I suppose that those who are committed to a greater collectivization of losses and gains, this is a fumbling step in the right direction. My own view is that, if you want to assume community responsibility for private obligations, it ought to be done directly so the community can assess the costs and benefits.
Crossposted at Marquette University Law School Faculty Blog and Prawfsblawg.
4 comments:
Perhaps it's the future trial lawyer in me, but can't they screw an insurance company somehow?
Perhaps Bank of American saw in this some good will, or enlightened self-interest, or a White Hat worth the money?
How many banks these days are getting any good pub?
"a million here and a million there, and pretty soon we are talking about real money."--a slippery slope argument that, in this instance, seems untenable: that we need to do something (institutionally) about widespread involuntary unemployment in the long-term, however, is a more virtuous slippery slope; in the short-term we should do everything we can to ameliorate the effects of such unemployment, even if it goes against the grain for what counts for economic efficiency these days. The relative value of some putative economic facts may disguise value judgments that, from a moral perspective, are troubling if not indefensible. It bears to keep in mind the significance of the proposition that "the moral commitments [including the lack thereof] of economic agents are important causes and effects of significant economic phenomena, and that those commitments are influenced by the way that they are described and appraised by economic agents and by economists." At any rate, these alleged economic facts may hide substantive disagreements about values or disguise deep disagreements about the nature of "the good" that can only surface in conflict situations such as this one.

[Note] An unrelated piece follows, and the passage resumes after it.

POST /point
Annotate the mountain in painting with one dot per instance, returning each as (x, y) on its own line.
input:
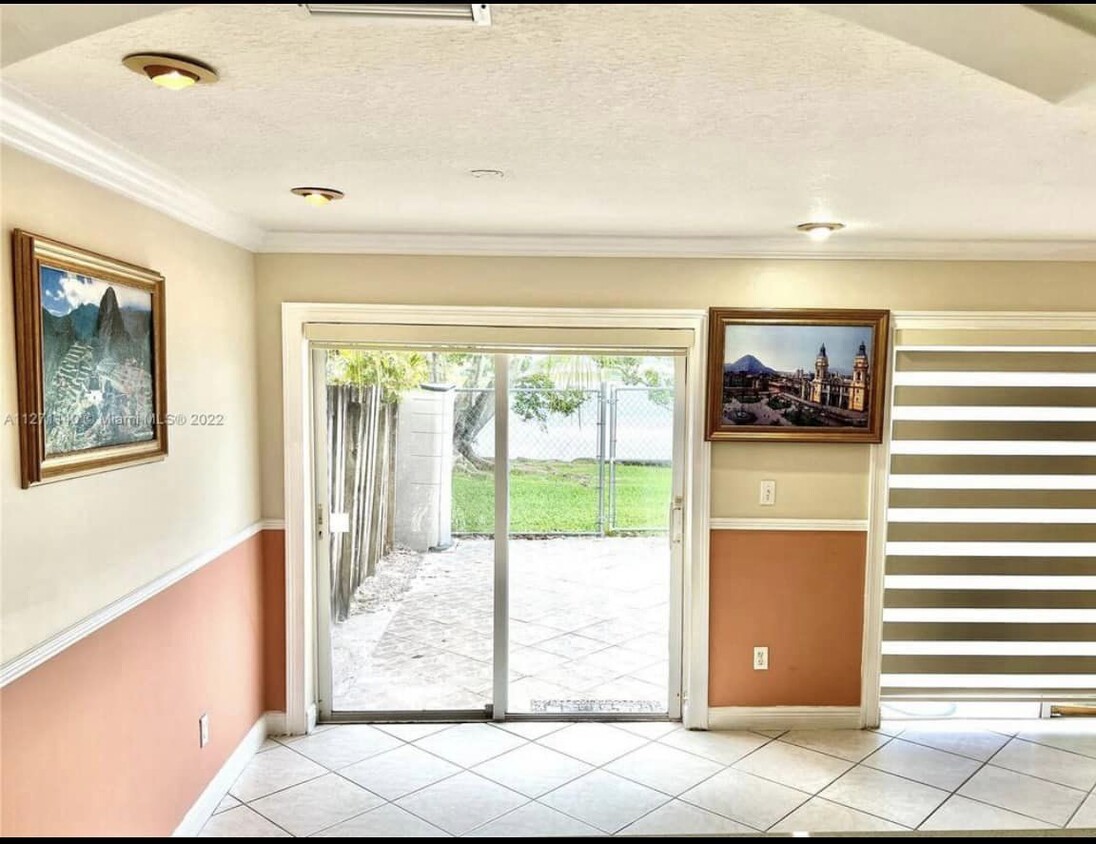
(750, 365)
(98, 375)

"In a free economy, businesses fail and various stakeholders - shareholders, employees and creditors - will be hurt by it."--But surely it is not too hard to appreciate the fact that the hurt to employees is of a different order of magnitude than the hurt to shareholders and other stakeholders (if only because the voluntary character of the choices involved varies considerably, owing to the different endowment structures).

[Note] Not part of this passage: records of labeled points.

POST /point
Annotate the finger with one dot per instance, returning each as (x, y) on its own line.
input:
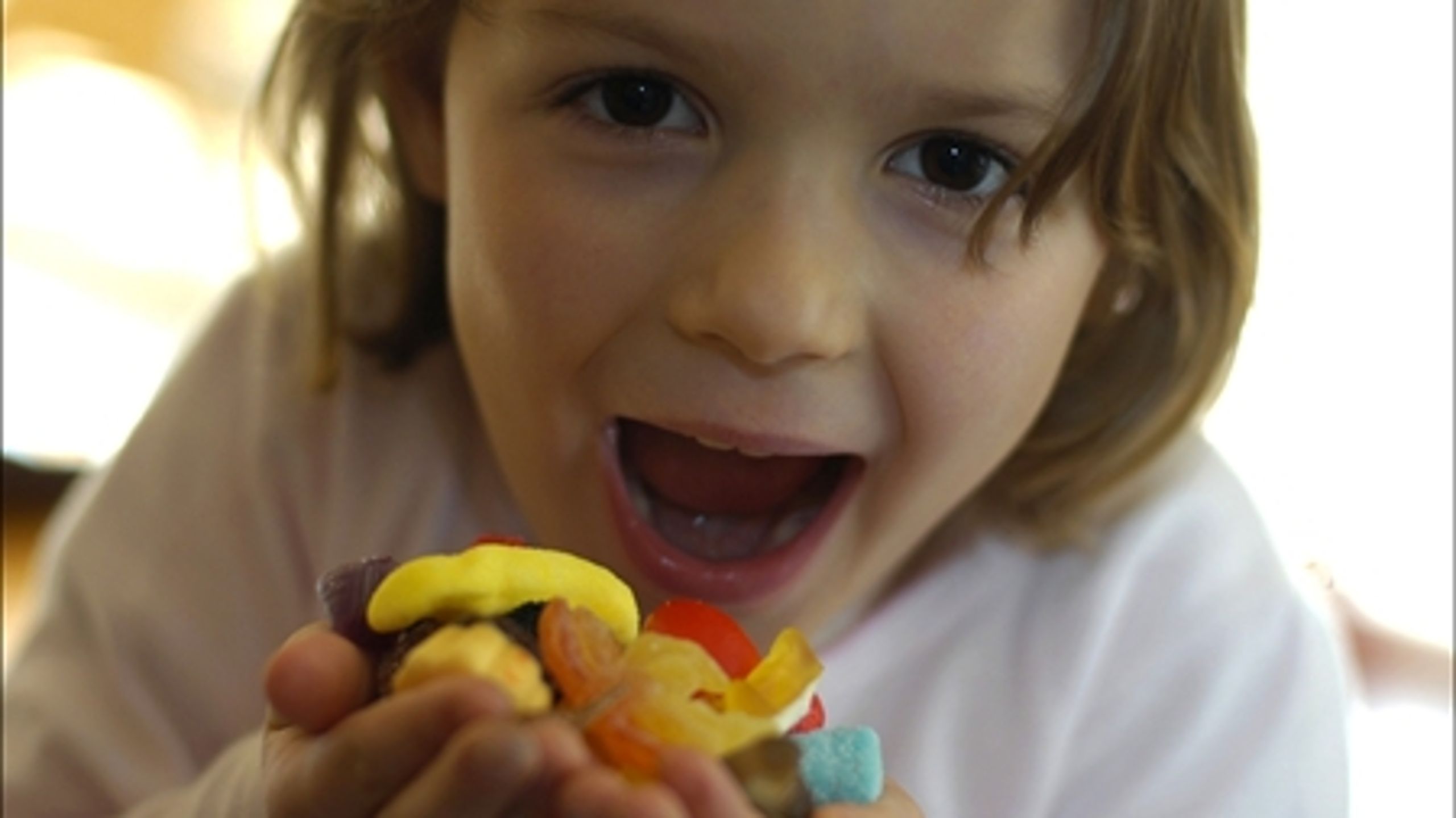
(315, 679)
(601, 792)
(491, 766)
(704, 785)
(895, 803)
(481, 770)
(370, 756)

"Irrational" perhaps from the perspective of neoclassical economics (which has a rather constricted conception of rationality) but perhaps less so from classical political economy or from a perspective that doesn't accept all the presuppositions and assumptions about market "efficiency" or "utility" and so on. Sometimes ethical questions of fairness and moral concerns more generally will trump economistic ones, particularly when the latter are only tenuously connected to a coherent and defensible moral philosophy or when a chasm has developed between positive and normative economics. Or, put differently, and with Larry Solum (in critiquing Kaplow and Shavell), we might argue that the "ideal of public legal reason supports both welfare and fairness, but denies the claim of either to exclude the other."
Finally, this particular sit-down strike seems unique in its specific socio/micro-economic causes even if one wants, as I do, to draw inspiration from the collective determination and solidarity of the workers, thus it seems unnecessary to generalize the economic anxieties about its apparent financial hazards or implications (e.g., 'Neither BOA nor any other bank can survive by making, not merely a poor - but an insane "loan" in response to political pressure.'). In other words, whatever the "global" causes, the "local" economic causes and effects seem paramount in this case and thus we need not leap from the local to the global in teasing out the probable or possible economic implications of this particular political and economic settlement. All the same, I'll jump from the local to the global and conclude, with Michael Luntley: "We must rearticulate the authority of the Good. In doing this we must articulate the more specific goals and standards for the variety of human institutions we find in modern society and stand these goals in opposition to the market criteria of capitalist success." Why? As it stands it increasingly seems to be the case that "Under capitalism life is lived not under the authority of the Good, but under the aristocracy of Capital."
Another reason why I was wrong in endorsing the "bank bailout."